An aesthetic approach focuses on how the construction of meaning relies on such methods as the use of the shot and tone and texture, which establishes the locus of engagement and value within the series. But for what is essentially a diachronic approach, the discussion of ‘creativity’ (unlimited choice/ formal negotiation) rather than a fixed ‘authorship’ (unique vision/authentic expression) in the contemporary drama suggests both the distinctive features of each programme, as well as noticing industrial and critical tensions in the shows. Such a comparative analysis between different shows broadens our understanding of the dynamic cultural status of TV drama, and makes possible evaluative methods for making critical judgments about style.
This is especially true when attempting to assess the value of what we might regard ‘richer texts’ within the medium and the desire by multiple producers to create new categories of US contemporary drama in The Young Pope (Sky Atlantic), Stranger Things (Netflix) Mars (National Geographic), Fargo (FX), Haven (Syfy) and The Man in the High Castle (Amazon). In the case of such drama, the long-form dramatic structure, which had in the case of The Thorn Birds and similar shows been melodrama, can be seen not to be necessarily antithetical. Instead, a comparison offers the possibility of a circulation of ideas to do with popular culture, genre fiction, as well as other forms, which are predicted on television’s cultural significance as a creative medium. In this way, evaluation of style renews the debate about contemporary Televisuality.
Max Sexton is a lecturer at the University of Surrey and independent scholar, where he currently teaches television and film theory. He is interested in the links between aesthetics and narrative, particularly in how they can be used to de-stabilize genre and produce ‘playful encounters’ in television drama and film.
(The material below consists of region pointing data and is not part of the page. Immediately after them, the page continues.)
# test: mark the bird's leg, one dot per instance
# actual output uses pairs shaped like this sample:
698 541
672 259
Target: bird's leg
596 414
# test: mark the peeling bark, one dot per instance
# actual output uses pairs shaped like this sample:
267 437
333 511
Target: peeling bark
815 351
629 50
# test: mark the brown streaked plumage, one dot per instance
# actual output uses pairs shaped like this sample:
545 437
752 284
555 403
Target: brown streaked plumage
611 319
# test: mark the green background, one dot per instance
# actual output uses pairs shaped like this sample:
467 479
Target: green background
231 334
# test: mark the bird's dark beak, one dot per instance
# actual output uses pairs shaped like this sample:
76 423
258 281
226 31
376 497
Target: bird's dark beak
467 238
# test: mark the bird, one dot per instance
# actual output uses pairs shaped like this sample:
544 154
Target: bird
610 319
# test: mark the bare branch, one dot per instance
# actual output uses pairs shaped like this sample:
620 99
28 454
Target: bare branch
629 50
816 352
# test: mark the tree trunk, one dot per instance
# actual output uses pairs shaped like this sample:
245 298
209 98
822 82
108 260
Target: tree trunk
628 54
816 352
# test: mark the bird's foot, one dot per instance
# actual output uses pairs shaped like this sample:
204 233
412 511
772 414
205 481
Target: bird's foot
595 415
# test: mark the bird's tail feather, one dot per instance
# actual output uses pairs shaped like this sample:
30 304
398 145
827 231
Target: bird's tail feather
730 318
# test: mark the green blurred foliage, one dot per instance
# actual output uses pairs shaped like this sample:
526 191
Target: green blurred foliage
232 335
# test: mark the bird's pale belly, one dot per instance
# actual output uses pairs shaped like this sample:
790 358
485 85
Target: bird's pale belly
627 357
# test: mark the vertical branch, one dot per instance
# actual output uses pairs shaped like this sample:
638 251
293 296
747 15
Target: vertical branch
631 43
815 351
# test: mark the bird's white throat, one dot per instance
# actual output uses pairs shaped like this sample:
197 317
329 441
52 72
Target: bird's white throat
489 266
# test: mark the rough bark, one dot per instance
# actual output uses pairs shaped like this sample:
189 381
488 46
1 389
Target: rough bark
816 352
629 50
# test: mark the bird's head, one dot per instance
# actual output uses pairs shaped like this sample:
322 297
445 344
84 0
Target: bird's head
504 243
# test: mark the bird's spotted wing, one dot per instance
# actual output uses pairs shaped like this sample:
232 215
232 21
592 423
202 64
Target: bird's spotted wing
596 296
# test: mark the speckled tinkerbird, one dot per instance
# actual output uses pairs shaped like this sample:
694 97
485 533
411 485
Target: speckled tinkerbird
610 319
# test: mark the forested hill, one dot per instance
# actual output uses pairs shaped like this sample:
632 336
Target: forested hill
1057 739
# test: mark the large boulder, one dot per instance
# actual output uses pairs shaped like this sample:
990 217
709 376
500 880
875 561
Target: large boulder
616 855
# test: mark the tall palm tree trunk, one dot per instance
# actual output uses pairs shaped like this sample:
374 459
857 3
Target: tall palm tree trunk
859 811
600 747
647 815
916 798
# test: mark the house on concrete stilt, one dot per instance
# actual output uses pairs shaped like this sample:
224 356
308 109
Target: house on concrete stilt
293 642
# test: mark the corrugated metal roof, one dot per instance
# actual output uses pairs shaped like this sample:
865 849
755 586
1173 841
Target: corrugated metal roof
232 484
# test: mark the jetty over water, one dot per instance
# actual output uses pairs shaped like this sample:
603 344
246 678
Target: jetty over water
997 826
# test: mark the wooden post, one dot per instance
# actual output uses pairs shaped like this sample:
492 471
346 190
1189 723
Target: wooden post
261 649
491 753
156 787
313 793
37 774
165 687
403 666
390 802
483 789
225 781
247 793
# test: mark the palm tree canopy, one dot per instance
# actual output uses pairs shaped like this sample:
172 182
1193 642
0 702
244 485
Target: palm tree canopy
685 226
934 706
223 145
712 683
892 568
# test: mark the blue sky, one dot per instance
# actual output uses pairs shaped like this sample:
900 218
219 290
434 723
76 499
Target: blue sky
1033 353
His last book Secular Magic and the Moving Image includes debates about play and aesthetics in TV shows that feature conjuring, escapology, and similar wondrous acts.
[i] Jason Jacobs, ‘Issues of Judgment and Value’, International Journal of Cultural Studies, 4,4 (December 2001), 427-447.
[ii] Gary Edgerton, ‘The American Made-for-TV Movie’, in Brian G. Rose, TV Genres (Westport, Conn: Greenwood Press, 1985), 165.
[iii] William Boddy, Fifties Television: The Industry and its Critics (Chicago: University of Illinois, 1993), 74.
[iv] Richard Levinson and William Link, Off-camera: conversations with the makers of prime-time television (New York: New American Library, 1986), 180. An interesting account of the different skillsets required for directing television in the studio using multiple cameras or shooting on single camera, and the apparent impossibility of a studio television director also directing a filmed drama for television.
[v] Stanley Cavell, ‘The Fact of Television’ in Themes Out of School: Effects and Causes (San Francisco: North Point Press, 1984), 239, 242.